Preliminary conclusion: It seems to be a problem with Neo4j's CSV loader. The CSV export in kgw uses Python's built-in csv module with writer = csv.writer(f, dialect="excel", quoting=csv.QUOTE_ALL)
, which was suggested somewhere on the web to have high compatibility. Perhaps another parameterization would result in a difference in how the quotes are set in the file, potentially so that Neo4j would also be able to load it.
I was able to reproduce the error with a fresh installation of neo4j 4.4.38
with apoc from https://github.com/neo4j-contrib/neo4j-apoc-procedures/releases/download/4.4.0.32/apoc-4.4.0.32-core.jar
.
Further observation: The slightly modified writer = csv.writer(f, dialect="excel", quoting=csv.QUOTE_ALL, escapechar='\\')
results in a CSV file that Neo4j can load. When reading the file with Python's csv module, the raw data can be loaded as well, but the property column is different and using json.loads(nprop)
on it leads to a decoding error due to having \\"
instead of \"
within a quoted value, which leads the string to terminate too early.

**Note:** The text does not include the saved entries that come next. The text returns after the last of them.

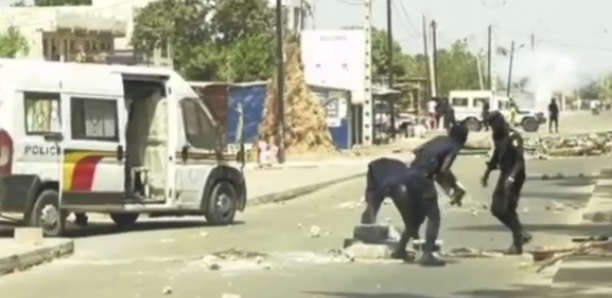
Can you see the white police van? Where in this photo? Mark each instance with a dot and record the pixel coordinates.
(120, 140)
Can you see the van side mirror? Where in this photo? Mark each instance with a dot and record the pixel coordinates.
(54, 137)
(185, 153)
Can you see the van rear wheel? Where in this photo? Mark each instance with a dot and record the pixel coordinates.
(47, 215)
(222, 204)
(124, 220)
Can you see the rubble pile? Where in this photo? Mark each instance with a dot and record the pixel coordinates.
(306, 128)
(545, 257)
(593, 144)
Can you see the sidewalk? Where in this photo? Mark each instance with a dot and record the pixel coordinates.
(18, 257)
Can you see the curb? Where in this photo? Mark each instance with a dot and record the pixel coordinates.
(298, 191)
(599, 207)
(37, 255)
(560, 176)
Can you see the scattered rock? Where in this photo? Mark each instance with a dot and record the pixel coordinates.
(211, 262)
(558, 206)
(315, 231)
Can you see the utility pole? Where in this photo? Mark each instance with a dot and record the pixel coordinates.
(490, 57)
(280, 64)
(390, 63)
(479, 66)
(430, 84)
(367, 110)
(434, 43)
(509, 87)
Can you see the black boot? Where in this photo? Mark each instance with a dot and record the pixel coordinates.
(519, 240)
(404, 255)
(428, 259)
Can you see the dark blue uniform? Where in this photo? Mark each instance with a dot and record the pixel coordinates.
(413, 191)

while loading monarchkg_v2024-09-12/results/kg_nodes.csv into a neo4j db (version 5.24.2) i received this error:
the offending quotes are in the line containing character position 26116004:
there is a comma in the word 3,5-cyclic in the full name string ""full_name"":""retinal cone rhodopsin-sensitive cGMP 3\"",5\""-cyclic phosphodiesterase subunit gamma"" that is being read as a table delimiter because the code is erroneously inserting an escape sequence to include the
,
.this appears to break the json syntax but it might just be a neo4j thing, i haven't tried to import the csv file anywhere else.